Helena Ayala (Catherine Zeta-Jones) fällt aus allen Wolken, als ihr Mann verhaftet wird. An den Reichtum und das High-Society-Leben in San Diego hatte sie sich schnell gewöhnt. Von den illegalen Drogengeschäften des Gatten wusste sie nichts. Ihre moralische Empörung mischt sich mit massiven Existenzängsten. Helena erwartet gerade ihr zweites Kind, alle Konten sind eingefroren und die Schuldeneintreiber der Drogenmafia werden schon ungeduldig. Wenn sie den liebgewordenen Lebensstandard nicht verlieren will, muss sie selbst die schmutzigen Geschäfte ihres Mannes weiterführen.

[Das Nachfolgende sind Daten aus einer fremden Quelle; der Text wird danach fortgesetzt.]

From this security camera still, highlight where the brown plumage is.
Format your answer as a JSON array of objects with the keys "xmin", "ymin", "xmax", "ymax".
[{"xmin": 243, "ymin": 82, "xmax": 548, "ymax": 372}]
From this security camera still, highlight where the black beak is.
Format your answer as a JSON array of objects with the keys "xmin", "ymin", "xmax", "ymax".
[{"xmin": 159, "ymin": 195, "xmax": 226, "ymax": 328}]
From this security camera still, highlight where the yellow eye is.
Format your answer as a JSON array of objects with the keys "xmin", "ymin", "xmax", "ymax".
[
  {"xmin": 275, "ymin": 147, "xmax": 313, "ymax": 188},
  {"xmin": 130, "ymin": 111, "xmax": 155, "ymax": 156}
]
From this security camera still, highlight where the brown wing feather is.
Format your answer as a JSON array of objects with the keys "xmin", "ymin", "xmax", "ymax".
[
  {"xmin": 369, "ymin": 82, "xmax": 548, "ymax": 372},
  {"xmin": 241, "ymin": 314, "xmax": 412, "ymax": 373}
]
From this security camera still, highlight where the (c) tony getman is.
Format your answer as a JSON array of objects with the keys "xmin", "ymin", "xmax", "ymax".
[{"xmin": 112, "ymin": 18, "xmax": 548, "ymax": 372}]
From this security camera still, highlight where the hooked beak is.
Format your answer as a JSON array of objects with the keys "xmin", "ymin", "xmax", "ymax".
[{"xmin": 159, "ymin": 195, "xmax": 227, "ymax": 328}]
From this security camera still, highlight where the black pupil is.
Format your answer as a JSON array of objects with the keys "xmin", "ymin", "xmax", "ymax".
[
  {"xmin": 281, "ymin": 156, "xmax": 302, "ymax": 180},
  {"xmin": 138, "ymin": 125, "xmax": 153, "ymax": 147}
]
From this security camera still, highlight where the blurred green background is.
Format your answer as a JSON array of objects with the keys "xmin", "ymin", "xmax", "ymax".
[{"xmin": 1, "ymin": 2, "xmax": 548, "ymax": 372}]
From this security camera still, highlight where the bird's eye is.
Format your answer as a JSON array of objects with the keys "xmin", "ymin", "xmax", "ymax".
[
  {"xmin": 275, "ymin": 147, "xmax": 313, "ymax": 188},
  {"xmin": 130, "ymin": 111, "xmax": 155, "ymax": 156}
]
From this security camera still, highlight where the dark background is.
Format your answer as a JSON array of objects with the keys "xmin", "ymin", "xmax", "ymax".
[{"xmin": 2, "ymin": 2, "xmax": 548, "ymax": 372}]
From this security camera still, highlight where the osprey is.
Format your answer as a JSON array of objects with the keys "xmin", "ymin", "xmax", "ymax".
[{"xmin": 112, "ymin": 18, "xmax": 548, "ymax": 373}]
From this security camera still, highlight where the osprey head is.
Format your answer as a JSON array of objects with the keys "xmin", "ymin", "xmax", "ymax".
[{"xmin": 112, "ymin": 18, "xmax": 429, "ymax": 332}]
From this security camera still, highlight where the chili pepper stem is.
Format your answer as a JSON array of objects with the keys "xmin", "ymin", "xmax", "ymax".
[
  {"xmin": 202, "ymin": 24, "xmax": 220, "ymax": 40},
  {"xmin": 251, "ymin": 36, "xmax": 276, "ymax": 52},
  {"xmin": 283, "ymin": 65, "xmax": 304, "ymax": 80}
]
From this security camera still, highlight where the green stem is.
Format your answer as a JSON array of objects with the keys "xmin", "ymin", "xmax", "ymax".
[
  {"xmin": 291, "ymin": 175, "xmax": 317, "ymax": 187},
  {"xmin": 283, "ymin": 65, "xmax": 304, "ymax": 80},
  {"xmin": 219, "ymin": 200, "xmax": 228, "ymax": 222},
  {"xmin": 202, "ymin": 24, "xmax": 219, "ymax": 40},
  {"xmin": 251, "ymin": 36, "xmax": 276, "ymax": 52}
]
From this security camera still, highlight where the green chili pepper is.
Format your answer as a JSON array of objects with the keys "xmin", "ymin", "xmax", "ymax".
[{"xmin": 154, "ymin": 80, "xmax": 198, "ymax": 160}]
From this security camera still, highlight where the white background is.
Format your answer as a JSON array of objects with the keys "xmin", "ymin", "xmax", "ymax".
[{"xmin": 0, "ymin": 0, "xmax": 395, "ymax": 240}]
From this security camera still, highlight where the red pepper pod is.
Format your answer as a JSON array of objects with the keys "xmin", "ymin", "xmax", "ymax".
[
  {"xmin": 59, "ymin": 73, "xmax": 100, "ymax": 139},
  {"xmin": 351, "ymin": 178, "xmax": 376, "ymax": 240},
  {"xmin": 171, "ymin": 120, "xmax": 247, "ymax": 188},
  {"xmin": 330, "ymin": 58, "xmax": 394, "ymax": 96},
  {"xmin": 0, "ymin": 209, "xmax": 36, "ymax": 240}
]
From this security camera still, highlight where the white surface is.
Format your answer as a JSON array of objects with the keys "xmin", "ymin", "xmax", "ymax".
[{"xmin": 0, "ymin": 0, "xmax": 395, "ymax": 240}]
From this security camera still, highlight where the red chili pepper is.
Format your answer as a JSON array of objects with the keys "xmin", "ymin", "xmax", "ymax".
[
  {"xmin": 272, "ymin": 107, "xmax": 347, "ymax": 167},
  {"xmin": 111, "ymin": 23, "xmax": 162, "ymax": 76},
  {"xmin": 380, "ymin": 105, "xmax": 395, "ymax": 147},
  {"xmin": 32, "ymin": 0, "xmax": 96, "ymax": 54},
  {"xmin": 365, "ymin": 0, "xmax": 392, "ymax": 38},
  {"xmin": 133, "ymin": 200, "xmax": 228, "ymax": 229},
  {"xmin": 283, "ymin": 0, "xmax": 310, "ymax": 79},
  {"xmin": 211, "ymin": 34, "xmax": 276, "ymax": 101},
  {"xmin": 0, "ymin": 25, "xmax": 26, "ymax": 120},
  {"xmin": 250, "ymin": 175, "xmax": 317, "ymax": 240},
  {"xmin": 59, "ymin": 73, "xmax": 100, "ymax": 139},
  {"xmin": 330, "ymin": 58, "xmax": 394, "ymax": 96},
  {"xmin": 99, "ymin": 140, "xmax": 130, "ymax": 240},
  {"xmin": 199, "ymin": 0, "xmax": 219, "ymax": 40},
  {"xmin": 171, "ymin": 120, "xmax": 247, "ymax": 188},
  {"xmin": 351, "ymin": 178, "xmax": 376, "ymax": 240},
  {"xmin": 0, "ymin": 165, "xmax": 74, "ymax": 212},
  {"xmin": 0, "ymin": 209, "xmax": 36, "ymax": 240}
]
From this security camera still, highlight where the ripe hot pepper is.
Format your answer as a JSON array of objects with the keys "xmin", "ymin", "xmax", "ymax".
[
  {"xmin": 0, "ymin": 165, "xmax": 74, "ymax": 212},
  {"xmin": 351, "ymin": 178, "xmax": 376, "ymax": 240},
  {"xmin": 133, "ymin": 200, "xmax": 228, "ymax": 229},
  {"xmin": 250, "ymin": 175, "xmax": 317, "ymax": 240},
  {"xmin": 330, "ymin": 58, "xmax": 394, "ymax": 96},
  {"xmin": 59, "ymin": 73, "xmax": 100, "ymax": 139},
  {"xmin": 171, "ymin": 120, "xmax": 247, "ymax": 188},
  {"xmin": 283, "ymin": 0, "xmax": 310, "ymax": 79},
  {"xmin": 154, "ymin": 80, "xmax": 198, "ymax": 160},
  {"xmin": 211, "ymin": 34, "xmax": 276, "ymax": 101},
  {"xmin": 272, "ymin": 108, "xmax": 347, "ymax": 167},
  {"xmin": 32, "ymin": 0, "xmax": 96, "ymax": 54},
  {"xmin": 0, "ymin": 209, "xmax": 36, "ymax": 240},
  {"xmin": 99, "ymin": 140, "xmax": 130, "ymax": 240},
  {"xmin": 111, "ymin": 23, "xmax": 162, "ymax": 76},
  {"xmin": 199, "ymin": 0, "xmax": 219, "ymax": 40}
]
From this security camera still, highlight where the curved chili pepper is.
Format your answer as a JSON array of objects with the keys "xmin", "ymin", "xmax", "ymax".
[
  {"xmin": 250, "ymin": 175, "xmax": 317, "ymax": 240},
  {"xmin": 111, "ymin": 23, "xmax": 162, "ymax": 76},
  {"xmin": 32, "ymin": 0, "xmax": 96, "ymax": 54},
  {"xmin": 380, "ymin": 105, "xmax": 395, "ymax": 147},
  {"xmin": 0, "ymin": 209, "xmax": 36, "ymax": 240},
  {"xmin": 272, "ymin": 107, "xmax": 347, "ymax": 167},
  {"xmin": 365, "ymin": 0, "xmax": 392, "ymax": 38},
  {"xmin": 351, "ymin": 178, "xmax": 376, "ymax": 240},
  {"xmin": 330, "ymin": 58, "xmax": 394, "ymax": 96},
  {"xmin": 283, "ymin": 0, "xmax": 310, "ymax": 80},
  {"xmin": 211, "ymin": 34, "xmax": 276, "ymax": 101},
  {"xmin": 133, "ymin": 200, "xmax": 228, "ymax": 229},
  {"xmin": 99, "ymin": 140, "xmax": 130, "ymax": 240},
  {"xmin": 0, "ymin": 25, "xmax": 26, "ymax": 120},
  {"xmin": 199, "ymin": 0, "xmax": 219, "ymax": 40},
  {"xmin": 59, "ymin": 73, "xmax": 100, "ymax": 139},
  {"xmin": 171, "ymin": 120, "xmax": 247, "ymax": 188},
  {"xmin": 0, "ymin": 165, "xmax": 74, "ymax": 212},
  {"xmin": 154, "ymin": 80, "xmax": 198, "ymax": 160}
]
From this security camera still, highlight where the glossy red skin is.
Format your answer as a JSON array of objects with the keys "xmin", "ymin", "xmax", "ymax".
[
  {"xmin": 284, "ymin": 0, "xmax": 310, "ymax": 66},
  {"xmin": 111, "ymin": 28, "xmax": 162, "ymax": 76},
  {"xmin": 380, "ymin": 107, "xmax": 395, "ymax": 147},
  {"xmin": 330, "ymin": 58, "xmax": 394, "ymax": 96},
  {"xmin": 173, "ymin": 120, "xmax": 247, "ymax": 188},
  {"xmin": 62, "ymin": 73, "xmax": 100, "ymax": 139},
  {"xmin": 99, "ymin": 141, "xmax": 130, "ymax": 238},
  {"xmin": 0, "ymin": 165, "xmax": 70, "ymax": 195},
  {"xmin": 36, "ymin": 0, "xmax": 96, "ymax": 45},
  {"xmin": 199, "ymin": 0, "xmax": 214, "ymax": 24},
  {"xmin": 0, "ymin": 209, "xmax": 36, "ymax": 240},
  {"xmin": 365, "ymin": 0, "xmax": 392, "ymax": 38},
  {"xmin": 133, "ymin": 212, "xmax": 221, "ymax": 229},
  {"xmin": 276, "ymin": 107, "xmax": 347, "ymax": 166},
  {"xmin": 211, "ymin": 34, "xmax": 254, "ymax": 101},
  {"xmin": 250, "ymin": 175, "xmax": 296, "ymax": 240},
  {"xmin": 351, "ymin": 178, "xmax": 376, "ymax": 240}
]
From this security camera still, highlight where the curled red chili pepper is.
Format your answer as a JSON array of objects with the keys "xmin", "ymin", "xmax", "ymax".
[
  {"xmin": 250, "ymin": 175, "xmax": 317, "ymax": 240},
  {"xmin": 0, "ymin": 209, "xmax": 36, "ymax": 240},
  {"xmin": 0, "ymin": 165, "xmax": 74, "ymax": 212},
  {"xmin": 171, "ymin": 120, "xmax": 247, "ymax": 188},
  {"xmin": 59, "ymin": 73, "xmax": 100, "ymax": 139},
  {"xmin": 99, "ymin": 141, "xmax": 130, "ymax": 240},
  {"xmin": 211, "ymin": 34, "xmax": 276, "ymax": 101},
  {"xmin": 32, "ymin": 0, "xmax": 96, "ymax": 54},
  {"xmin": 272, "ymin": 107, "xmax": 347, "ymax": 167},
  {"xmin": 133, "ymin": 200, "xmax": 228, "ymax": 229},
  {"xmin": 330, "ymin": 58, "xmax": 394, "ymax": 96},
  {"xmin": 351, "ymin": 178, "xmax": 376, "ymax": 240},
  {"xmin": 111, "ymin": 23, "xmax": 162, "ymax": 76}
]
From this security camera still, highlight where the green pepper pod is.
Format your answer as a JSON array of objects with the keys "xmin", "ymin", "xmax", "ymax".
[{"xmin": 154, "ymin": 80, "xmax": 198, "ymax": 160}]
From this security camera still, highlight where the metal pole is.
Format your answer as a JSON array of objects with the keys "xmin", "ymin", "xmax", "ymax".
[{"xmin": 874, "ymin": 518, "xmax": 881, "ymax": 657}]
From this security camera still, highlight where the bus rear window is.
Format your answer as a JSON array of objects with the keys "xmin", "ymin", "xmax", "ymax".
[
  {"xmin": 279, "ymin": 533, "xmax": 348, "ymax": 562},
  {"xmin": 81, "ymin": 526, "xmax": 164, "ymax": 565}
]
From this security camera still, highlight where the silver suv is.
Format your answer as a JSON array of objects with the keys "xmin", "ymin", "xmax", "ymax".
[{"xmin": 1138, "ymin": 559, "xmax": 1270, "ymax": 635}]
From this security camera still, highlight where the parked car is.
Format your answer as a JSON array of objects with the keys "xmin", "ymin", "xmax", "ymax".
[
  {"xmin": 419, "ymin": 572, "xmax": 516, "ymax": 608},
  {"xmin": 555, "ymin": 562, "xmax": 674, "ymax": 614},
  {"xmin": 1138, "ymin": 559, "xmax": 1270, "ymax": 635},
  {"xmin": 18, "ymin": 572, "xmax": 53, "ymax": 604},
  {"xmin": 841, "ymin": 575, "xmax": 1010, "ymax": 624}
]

Mexiko ist das Einfallstor für den Drogenhandel in die USA. Politik und Justiz sind längst korrumpiert, und die Arbeit des Polizisten Javier (Benico Del Toro) wird immer mehr zur Farce. Gerade hat er mit seinem Kollegen einen Drogentransport gestoppt, da fahren die gut bewaffneten Soldaten von General Salazar (Tomas Milian) vor und übernehmen die Ladung. Salazar ist der Gewährsmann der amerikanischen Drogenfahnder. Javier lässt sich auf eine Zusammenarbeit mit dem undurchsichtigen Militär ein und entdeckt, dass der General seine Macht nur benutzt, um ein konkurrierendes Kartell auszuschalten. Für Javier wird die persönliche Integrität zur lebensgefährlichen Angelegenheit.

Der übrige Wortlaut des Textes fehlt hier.